More young veterans heading to Congress

Photo credit: Wikimedia Commons

Next year’s Congress will boast the largest class of Iraq and Afghanistan veterans yet, even as the overall number of lawmakers with military experience continues to decline.

At least 22 veterans of the current wars won their races Tuesday, with at least four contests still undecided Wednesday morning. This year’s Congress has 17 veterans of the current wars.

The new class includes six Democrats and at least 16 Republicans. It is headlined by Arkansas Republican Tom Cotton and Iowa Republican Joni Ernst, the first two Iraq War veterans elected to the chamber.

Sen. John Walsh, D-Mont., is the only other senator to have served in Iraq, but he was appointed to the seat to fill a vacancy.

Cotton, who had already represented Arkansas in the House, served in both Iraq and Afghanistan and was among the key Republican pickups that will shift control of the Senate to his party next year.
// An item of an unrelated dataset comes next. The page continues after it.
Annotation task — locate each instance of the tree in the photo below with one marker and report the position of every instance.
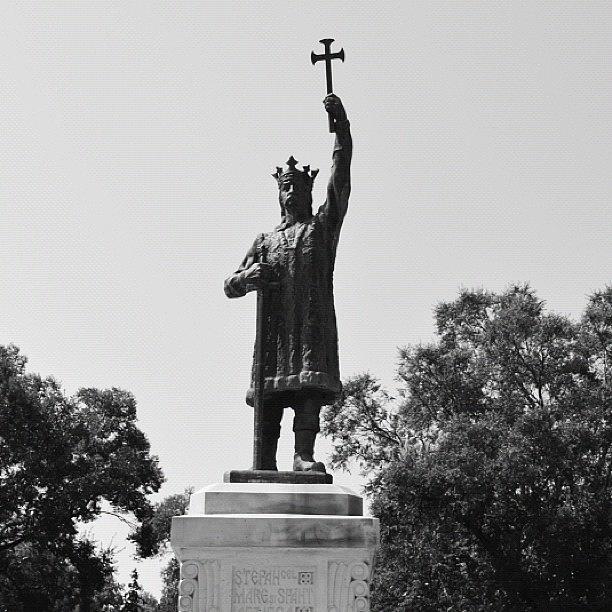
(491, 473)
(152, 538)
(133, 597)
(60, 458)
Ernst, the first female Iraq War veteran elected to the Senate, made national headlines with campaign ads last spring in which she boasted of her experience castrating hogs on the family farm. “When I get to Washington, I’ll know how to cut pork,” she quipped.

All 14 Iraq War veterans running for re-election in the House won their bids.

The number of veterans of all eras in Congress will drop again next year, from 106 this session, but a few upsets will keep the total above 100, according to officials with the nonpartisan Veterans Campaign.

Congress has not had fewer than 100 lawmakers with military experience since the 1950s, when World War II veterans had just begun political careers. But the total still marks a sharp drop over the last 30 years, when almost 200 veterans served in the House and Senate.

Veterans Campaign officials said the number of veterans in the Senate actually will increase next year, the first time since 1982 that the chamber’s military credentials have not decreased after an election.

Committee assignments for the new veterans won’t be decided until late December, but many are likely to push for assignments on the Armed Services and Veterans Affairs’ committees, highlighting their military backgrounds.